I've heard people say many times, if you're part of the BRI, China will invest in you, will buy from you. No, that's not the case. China never said that. What China always said is that we are creating, we are sharing a vision of the world of humankind where we want development and prosperity. BRI is a tool that can help us to achieve that. China never said that the only tool is our tool. There is no need for these adjectives in the discussion. What we have in the discussion is something that could help the world.
Q:In the context of globalization, what is your opinion about the so-called China-US decoupling?
A:In my opinion, it's very, very hard to have a decoupling. When you are the first and second economies, there is no possibility of decoupling. Why? Because you are integrated, not fully, in some value chains, in some supply chains, you are completely integrated.

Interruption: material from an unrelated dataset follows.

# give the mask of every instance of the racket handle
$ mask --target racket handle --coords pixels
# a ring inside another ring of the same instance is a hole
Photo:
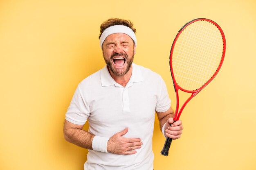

But of course, if you are two largest economies in the world, there is no possibility of decoupling. So I think what the US Trade Representative says in Singapore is the right thing. You cannot divorce. You can realign, you can restrategize, but you cannot divorce. There is no such thing in decoupling. There is no such thing in decoupling in terms of macro economics. There is no such thing of decoupling in terms of technology. Because they are already integrated.
It took a long time, almost two decades, three decades for this integration between the American economy and the Chinese economy. You can not just do it by a presidential order, say "now disappear", it's impossible. People that work with real economics know that. So one thing is the ideological or political use of this term, "decoupling". Another thing is the real economic meaning of decoupling. In the political arena, you can talk about that. But in practical terms, you can reduce but never decouple.
Q:As former special advisor to the president of Brazil, what do you think of China's development?
A:I think the root of China's objective, is to achieve development for its people. It's very important. It's not a dream, it's a reality. And I think China can do that because it has its unique system.
How can China get to that? I always say that there are some important elements. The first element that’s very critical is leadership. When the leadership takes a decision, that's taken seriously by everybody, by private sector, by media, by government. So you know the direction where you need to go.
The second important element is education. I am doing a research, and I see that at least thirty percent of the income of families go to education. Not only formal education but after school, K12, everything. So that's very important. If you have money, you put money in education and that's different in Western society. Sometimes we take education for granted. We don't think that you need it. Many people say, because the competition in China is huge. But it doesn’t matter if he's in China or outside. You want to prepare. So the second element is education.
The third element is the faith that the population has in the government and in the system. The government plays an important role in terms of leadership, but plays a much more important role in terms of governance. So people understand where you want to go.
The fourth element I think, it's an important element, is the culture of Chinese people, is how they perceive the world. Not in the short run, but it's a long run.
I think those four elements are the elements that make China different than any other place around the world.
Unique systems, solid education, firm faith in the government, and long-term vision are the four characteristics of China's path, in Professor Teixeira's observation. With its roots in Chinese soil, the country's path has proved suitable for China's culture and conditions. It has brought the Chinese people peaceful and fulfilled lives, and the Chinese nation lasting prosperity.